Availability

Introduction

The main technique for increasing the availability of an site is to add redundant components. These redundant components can be used to create multiple communications paths, multiple servers that offer the same service, and standby servers that take over in the event of a server failure.

Consider Figure A.11, which shows a medium-sized site with some redundancy, and Figure A.12, which illustrates a large site with full redundancy.

Figure A.11 A medium-sized site with some redundancy

In Figure A.11, we have two Web clusters, each with multiple servers, and we have two server clusters, each of which is configured as a failover cluster using Microsoft Cluster Services.
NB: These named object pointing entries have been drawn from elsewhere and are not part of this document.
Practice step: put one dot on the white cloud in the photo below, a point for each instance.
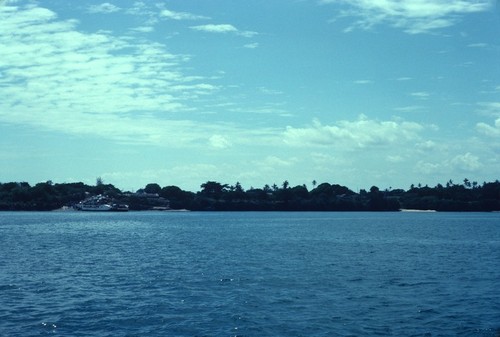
(477, 45)
(58, 78)
(413, 16)
(181, 15)
(490, 108)
(363, 82)
(251, 45)
(427, 168)
(219, 142)
(104, 8)
(489, 130)
(353, 134)
(223, 28)
(422, 95)
(466, 162)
We discuss these basic building blocks for increasing the availability of services in the following sections.

Figure A.12 A large site with complete redundancy

In a large site with complete redundancy, such as the one illustrated in Figure A.12, not only are there multiple Web clusters, but each server is also configured as a failover cluster using Microsoft Cluster Services. In addition, there are connections to multiple ISPs and a separate management network.
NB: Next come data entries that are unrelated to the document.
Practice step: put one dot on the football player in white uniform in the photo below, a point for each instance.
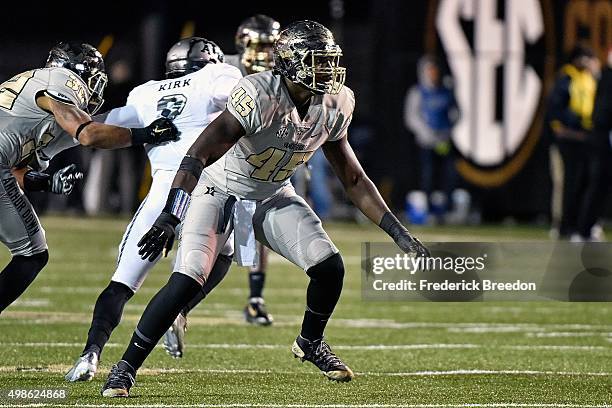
(195, 92)
(254, 41)
(42, 112)
(240, 165)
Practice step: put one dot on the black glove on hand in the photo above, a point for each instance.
(159, 131)
(159, 238)
(409, 244)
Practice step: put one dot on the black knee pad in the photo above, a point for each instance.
(331, 269)
(217, 273)
(33, 262)
(109, 306)
(116, 292)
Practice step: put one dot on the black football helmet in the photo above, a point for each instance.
(255, 39)
(191, 54)
(306, 53)
(85, 61)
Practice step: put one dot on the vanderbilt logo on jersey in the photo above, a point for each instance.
(242, 102)
(282, 132)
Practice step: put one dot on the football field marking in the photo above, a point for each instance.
(468, 405)
(372, 347)
(63, 368)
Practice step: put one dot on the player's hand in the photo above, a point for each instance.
(404, 239)
(63, 181)
(411, 245)
(160, 131)
(159, 238)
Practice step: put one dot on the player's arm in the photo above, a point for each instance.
(89, 133)
(363, 193)
(216, 139)
(60, 182)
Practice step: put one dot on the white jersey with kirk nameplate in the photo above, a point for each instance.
(30, 135)
(191, 101)
(277, 140)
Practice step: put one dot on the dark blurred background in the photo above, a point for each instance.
(382, 42)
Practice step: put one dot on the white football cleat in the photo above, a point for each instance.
(174, 339)
(84, 368)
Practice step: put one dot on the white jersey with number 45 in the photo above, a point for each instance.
(277, 140)
(191, 101)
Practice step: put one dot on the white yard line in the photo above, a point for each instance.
(468, 405)
(371, 347)
(63, 368)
Availability of Front-End Systems

The cloning technique, described previously in "Scalability," when coupled with NLBS load balancing and the use of stateless web servers can be used to provide very highly available front-end Web servers. When multiple NLBS Web clusters are configured with round-robin DNS, as described previously, it is possible to make the Web servers resilient to networking infrastructure failures as well.

The basic idea is exactly as described in "Scalability," with the additional requirement that when a clone fails, or a Web server running on the clone stops responding, the load-balancing system must remove the clone from the Web cluster until it is repaired. NLBS automatically keeps track of the operating members of the Web cluster and regroups when one fails. When the IIS Web server fails on Windows 2000, it restarts automatically. However, when the IIS Web server hangs, it must be detected with a monitoring tool. Microsoft's HTTPMon or a third-party tool such as NetIQ (http://www.netiq.com/) can be scripted to do this.

Availability of the Networking Infrastructure

It is critical that the networking infrastructure and the connectivity of the site to the Internet are continuously available. As shown in the example site, the first important technique is to have multiple connections to the Internet using multiple ISPs. Connections should be diverse; that is, communication facilities should take physically separate paths from the provider to the customer's premises. This eliminates failure of the site due to a cut cable—not an uncommon occurrence.

For the highest availability, diverse power and redundant uninterruptible power sources should also be considered. Diversity in the infrastructure is often one of the major attractions of hosting a site at a facility dedicated to offering a hosting service collocated with multiple ISPs.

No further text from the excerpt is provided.